Learning approximations to smooth target functions of many variables from finite sets of pointwise samples is an important task in scientific computing and its many applications in computational science and engineering. Despite well over half a century of research on high-dimensional approximation, this remains a challenging problem. Yet, significant advances have been made in the last decade towards efficient methods for doing this, commencing with so-called sparse polynomial approximation methods and continuing most recently with methods based on Deep Neural Networks (DNNs). In tandem, there have been substantial advances in the relevant approximation theory and analysis of these techniques. In this work, we survey this recent progress. We describe the contemporary motivations for this problem, which stem from parametric models and computational uncertainty quantification; the relevant function classes, namely, classes of infinite-dimensional, Banach-valued, holomorphic functions; fundamental limits of learnability from finite data for these classes; and finally, sparse polynomial and DNN methods for efficiently learning such functions from finite data.

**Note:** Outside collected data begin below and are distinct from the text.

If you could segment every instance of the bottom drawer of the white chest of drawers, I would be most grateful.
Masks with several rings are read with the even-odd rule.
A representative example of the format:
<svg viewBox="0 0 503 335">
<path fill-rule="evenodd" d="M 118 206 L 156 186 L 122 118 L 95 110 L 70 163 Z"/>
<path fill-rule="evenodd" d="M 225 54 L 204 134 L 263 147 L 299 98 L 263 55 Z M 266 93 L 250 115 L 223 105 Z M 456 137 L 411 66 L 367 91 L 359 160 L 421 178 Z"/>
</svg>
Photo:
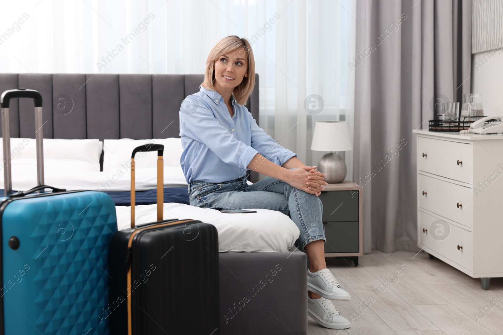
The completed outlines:
<svg viewBox="0 0 503 335">
<path fill-rule="evenodd" d="M 462 267 L 473 271 L 472 233 L 465 229 L 459 228 L 458 226 L 449 224 L 444 220 L 440 220 L 439 218 L 425 213 L 424 211 L 420 211 L 418 215 L 419 243 L 461 265 Z M 441 229 L 440 225 L 444 225 L 445 227 L 448 227 L 450 229 L 449 235 L 444 240 L 437 240 L 432 236 L 432 234 L 435 234 L 436 229 Z M 423 229 L 425 229 L 425 232 L 423 232 Z M 444 232 L 446 231 L 447 230 L 445 230 Z M 463 248 L 458 250 L 458 245 L 462 246 Z"/>
</svg>

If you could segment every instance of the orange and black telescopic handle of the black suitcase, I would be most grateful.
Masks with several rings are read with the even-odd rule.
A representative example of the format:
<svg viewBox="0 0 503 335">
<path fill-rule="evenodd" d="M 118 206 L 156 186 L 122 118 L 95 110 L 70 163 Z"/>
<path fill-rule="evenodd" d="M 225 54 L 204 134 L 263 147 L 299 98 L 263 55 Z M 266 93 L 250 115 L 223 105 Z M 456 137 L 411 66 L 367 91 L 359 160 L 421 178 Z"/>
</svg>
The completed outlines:
<svg viewBox="0 0 503 335">
<path fill-rule="evenodd" d="M 134 155 L 137 152 L 157 151 L 157 221 L 162 221 L 162 204 L 164 203 L 164 164 L 162 144 L 145 144 L 136 147 L 131 154 L 131 228 L 134 228 L 134 205 L 135 205 L 135 178 L 134 178 Z"/>
</svg>

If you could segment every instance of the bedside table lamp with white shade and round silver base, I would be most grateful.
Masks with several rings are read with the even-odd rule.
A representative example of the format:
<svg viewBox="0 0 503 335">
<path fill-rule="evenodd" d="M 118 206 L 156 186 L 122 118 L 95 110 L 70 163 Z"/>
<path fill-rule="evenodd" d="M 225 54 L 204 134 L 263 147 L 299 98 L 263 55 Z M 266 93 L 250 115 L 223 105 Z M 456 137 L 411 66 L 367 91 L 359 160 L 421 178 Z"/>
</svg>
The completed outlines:
<svg viewBox="0 0 503 335">
<path fill-rule="evenodd" d="M 317 121 L 314 125 L 311 150 L 330 151 L 319 161 L 317 170 L 326 174 L 327 183 L 342 183 L 346 178 L 346 162 L 336 151 L 353 150 L 346 121 Z"/>
</svg>

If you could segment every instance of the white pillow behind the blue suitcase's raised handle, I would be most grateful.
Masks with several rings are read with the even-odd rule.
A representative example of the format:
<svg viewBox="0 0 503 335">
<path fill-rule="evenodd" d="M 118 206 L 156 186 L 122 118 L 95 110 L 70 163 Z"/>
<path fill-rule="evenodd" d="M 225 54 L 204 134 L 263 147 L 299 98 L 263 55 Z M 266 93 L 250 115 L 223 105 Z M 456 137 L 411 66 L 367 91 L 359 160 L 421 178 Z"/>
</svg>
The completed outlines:
<svg viewBox="0 0 503 335">
<path fill-rule="evenodd" d="M 98 139 L 64 140 L 44 139 L 44 166 L 61 170 L 100 171 L 103 142 Z M 4 162 L 4 142 L 0 138 L 0 158 Z M 23 161 L 27 169 L 36 170 L 36 141 L 28 138 L 11 138 L 11 160 Z M 52 164 L 54 163 L 54 164 Z M 4 164 L 4 163 L 3 163 Z M 3 168 L 2 164 L 2 168 Z"/>
</svg>

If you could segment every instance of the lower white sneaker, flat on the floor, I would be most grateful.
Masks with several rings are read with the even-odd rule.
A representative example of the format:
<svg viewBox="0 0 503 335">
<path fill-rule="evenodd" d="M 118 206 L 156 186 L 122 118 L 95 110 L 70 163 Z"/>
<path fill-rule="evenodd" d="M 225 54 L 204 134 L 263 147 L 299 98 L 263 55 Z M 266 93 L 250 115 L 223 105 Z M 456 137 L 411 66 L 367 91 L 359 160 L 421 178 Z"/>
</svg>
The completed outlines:
<svg viewBox="0 0 503 335">
<path fill-rule="evenodd" d="M 346 329 L 351 326 L 351 323 L 341 315 L 336 306 L 323 297 L 318 299 L 307 297 L 307 315 L 323 327 L 330 329 Z"/>
</svg>

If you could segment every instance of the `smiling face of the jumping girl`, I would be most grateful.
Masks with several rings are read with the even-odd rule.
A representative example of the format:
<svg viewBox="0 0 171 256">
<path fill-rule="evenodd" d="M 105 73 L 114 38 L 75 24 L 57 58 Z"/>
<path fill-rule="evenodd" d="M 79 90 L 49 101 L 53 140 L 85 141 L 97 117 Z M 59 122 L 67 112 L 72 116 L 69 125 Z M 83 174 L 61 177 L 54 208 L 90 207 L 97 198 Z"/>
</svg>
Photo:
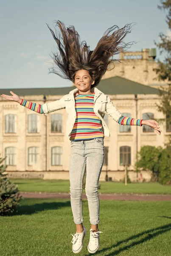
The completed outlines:
<svg viewBox="0 0 171 256">
<path fill-rule="evenodd" d="M 90 89 L 94 82 L 87 70 L 78 70 L 76 72 L 74 84 L 80 94 L 91 94 Z"/>
</svg>

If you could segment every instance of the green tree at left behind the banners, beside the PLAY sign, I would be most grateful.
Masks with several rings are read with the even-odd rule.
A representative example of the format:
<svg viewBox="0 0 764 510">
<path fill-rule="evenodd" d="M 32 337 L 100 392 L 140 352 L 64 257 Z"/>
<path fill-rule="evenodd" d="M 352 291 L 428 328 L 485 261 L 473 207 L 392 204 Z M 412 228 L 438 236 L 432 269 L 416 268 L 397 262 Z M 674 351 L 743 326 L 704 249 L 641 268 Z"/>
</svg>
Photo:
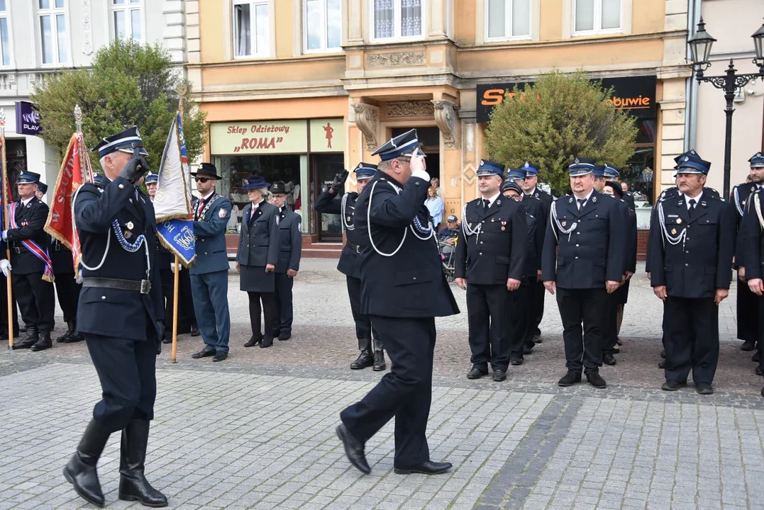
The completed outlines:
<svg viewBox="0 0 764 510">
<path fill-rule="evenodd" d="M 156 172 L 183 89 L 183 134 L 189 160 L 202 154 L 206 114 L 193 107 L 192 88 L 173 67 L 170 53 L 158 44 L 115 40 L 95 55 L 92 69 L 53 75 L 31 95 L 40 112 L 42 137 L 61 156 L 75 130 L 73 111 L 83 110 L 85 143 L 94 147 L 104 136 L 138 126 Z M 95 167 L 97 157 L 91 157 Z"/>
</svg>

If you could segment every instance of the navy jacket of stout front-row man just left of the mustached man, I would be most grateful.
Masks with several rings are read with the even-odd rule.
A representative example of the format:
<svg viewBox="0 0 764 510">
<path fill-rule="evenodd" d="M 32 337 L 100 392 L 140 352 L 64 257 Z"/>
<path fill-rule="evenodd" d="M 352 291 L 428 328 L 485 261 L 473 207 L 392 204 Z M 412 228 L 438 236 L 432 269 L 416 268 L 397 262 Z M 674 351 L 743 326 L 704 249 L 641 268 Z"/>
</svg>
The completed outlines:
<svg viewBox="0 0 764 510">
<path fill-rule="evenodd" d="M 557 220 L 550 213 L 542 253 L 543 281 L 556 281 L 564 289 L 594 289 L 623 279 L 626 226 L 615 200 L 592 191 L 578 210 L 575 195 L 568 195 L 552 204 L 552 212 Z M 560 227 L 568 230 L 574 223 L 570 233 L 560 232 Z"/>
</svg>

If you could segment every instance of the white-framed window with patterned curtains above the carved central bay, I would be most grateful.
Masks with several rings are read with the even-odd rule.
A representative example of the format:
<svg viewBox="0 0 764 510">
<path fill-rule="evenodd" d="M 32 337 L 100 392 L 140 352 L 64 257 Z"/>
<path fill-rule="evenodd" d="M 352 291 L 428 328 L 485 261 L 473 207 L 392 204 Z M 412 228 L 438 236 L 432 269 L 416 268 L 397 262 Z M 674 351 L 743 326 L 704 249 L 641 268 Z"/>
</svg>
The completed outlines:
<svg viewBox="0 0 764 510">
<path fill-rule="evenodd" d="M 371 0 L 374 39 L 422 37 L 422 0 Z"/>
</svg>

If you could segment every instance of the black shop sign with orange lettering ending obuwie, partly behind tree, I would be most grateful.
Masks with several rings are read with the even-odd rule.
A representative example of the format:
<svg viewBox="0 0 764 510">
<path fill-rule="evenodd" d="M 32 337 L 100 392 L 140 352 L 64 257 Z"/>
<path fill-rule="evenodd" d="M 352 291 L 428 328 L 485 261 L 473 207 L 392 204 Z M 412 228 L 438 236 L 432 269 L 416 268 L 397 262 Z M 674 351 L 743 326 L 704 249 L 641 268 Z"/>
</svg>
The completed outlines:
<svg viewBox="0 0 764 510">
<path fill-rule="evenodd" d="M 633 117 L 656 116 L 656 76 L 633 76 L 630 78 L 602 79 L 602 88 L 613 88 L 610 102 L 619 110 L 628 111 Z M 478 105 L 475 111 L 478 123 L 490 121 L 490 112 L 505 98 L 514 97 L 514 88 L 523 91 L 533 82 L 486 83 L 478 85 Z M 575 101 L 572 98 L 571 101 Z"/>
</svg>

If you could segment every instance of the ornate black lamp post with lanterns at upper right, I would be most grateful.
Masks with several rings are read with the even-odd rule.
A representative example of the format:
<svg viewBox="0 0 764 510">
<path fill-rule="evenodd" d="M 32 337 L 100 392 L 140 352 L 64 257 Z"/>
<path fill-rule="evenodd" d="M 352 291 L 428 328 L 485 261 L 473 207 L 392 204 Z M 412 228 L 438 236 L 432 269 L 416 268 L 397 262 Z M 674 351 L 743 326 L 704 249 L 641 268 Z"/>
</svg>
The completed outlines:
<svg viewBox="0 0 764 510">
<path fill-rule="evenodd" d="M 698 23 L 698 30 L 694 36 L 687 40 L 690 47 L 690 55 L 692 57 L 692 68 L 695 72 L 695 78 L 698 79 L 698 83 L 708 82 L 714 85 L 716 88 L 720 88 L 724 91 L 724 99 L 727 100 L 727 107 L 724 109 L 724 113 L 727 114 L 727 130 L 724 136 L 724 199 L 730 196 L 730 168 L 732 161 L 732 114 L 735 109 L 733 108 L 733 101 L 735 99 L 735 92 L 740 87 L 745 87 L 748 82 L 753 79 L 764 79 L 764 24 L 756 30 L 753 34 L 753 48 L 756 51 L 756 57 L 753 59 L 753 63 L 759 66 L 758 74 L 737 74 L 735 69 L 735 63 L 733 59 L 730 59 L 730 65 L 727 67 L 727 72 L 723 76 L 705 76 L 704 71 L 711 66 L 711 62 L 708 61 L 711 56 L 711 47 L 714 46 L 716 39 L 711 37 L 706 31 L 706 24 L 701 18 Z"/>
</svg>

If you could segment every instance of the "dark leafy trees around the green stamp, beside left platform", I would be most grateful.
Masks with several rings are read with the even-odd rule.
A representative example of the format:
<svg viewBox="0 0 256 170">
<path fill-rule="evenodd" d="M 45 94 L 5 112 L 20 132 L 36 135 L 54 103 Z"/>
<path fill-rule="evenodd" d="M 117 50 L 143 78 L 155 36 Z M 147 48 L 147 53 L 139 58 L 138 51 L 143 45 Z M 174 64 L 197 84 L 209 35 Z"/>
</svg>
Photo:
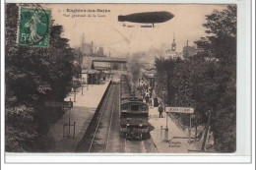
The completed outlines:
<svg viewBox="0 0 256 170">
<path fill-rule="evenodd" d="M 70 91 L 74 50 L 53 21 L 48 47 L 18 45 L 18 7 L 7 4 L 6 11 L 6 149 L 32 151 L 40 126 L 47 126 L 44 102 L 63 101 Z"/>
</svg>

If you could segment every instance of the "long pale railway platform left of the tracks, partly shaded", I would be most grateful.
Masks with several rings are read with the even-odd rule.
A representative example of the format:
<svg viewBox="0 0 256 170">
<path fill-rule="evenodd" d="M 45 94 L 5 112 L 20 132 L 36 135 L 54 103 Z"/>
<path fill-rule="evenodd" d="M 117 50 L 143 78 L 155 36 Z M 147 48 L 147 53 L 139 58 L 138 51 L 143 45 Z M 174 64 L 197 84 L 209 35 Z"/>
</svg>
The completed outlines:
<svg viewBox="0 0 256 170">
<path fill-rule="evenodd" d="M 64 100 L 73 101 L 73 108 L 66 110 L 65 114 L 50 127 L 47 138 L 52 142 L 52 146 L 49 152 L 75 151 L 76 145 L 83 138 L 108 85 L 109 82 L 105 82 L 103 85 L 83 85 L 83 89 L 82 86 L 76 89 L 76 94 L 70 92 L 67 95 Z M 74 125 L 75 122 L 75 128 L 71 126 L 68 129 L 69 120 L 71 125 Z"/>
</svg>

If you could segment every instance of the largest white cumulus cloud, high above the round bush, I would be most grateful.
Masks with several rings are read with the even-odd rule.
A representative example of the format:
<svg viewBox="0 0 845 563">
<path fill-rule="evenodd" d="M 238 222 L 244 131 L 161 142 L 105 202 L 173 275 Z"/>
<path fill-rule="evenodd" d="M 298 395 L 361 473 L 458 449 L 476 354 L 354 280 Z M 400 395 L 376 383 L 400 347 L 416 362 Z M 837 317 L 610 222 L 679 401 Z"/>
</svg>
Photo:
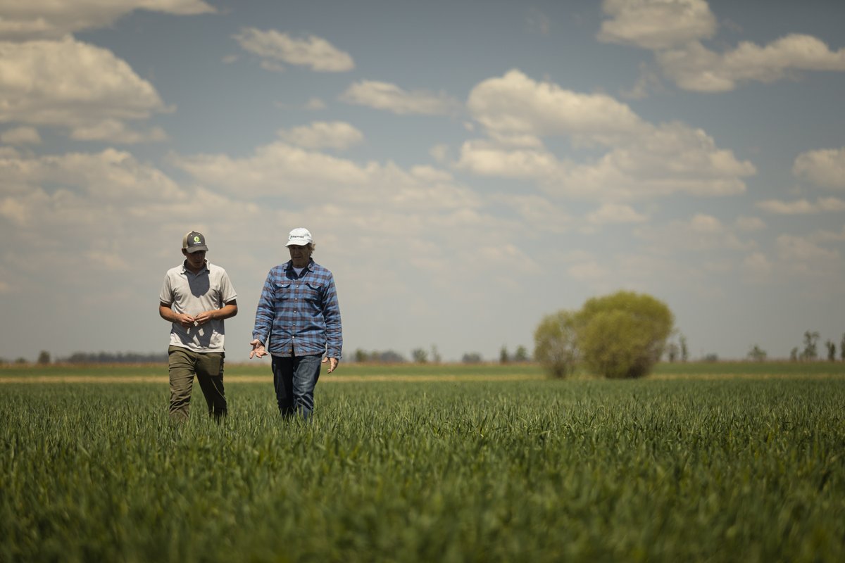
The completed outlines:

For the latter, there is currently a significant gap between the approximation theory of DNNs and the practical performance of deep learning. Aiming to narrow this gap, we develop the topic of practical existence theory, which asserts the existence of dimension-independent DNN architectures and training strategies that achieve provably near-optimal generalization errors in terms of the amount of training data.

翻译：从有限点采样集合中学习多变量光滑目标函数的逼近，是科学计算及其在计算科学与工程中众多应用的重要任务。尽管对高维逼近的研究已逾半个世纪，这仍是一个具有挑战性的问题。然而，过去十年间，在实现这一目标的高效方法方面取得了显著进展，始于所谓的稀疏多项式逼近方法，并延续至近期基于深度神经网络（DNN）的方法。与此同时，这些技术的相关逼近理论与分析也取得了实质性进展。本文综述了这些近期成果。我们阐述了该问题的当代动机，这些动机源于参数化模型与计算不确定性量化；相关的函数类，即无穷维、Banach值、全纯函数类；这些函数类在有限数据下可学习性的基本限制；以及最后，用于从有限数据中高效学习此类函数的稀疏多项式和DNN方法。针对后者，目前DNN的逼近理论与深度学习的实际性能之间存在显著差距。为缩小这一差距，我们发展了实践存在性理论这一主题，该理论断言存在维度无关的DNN架构与训练策略，能在训练数据量方面实现可证明的接近最优的泛化误差。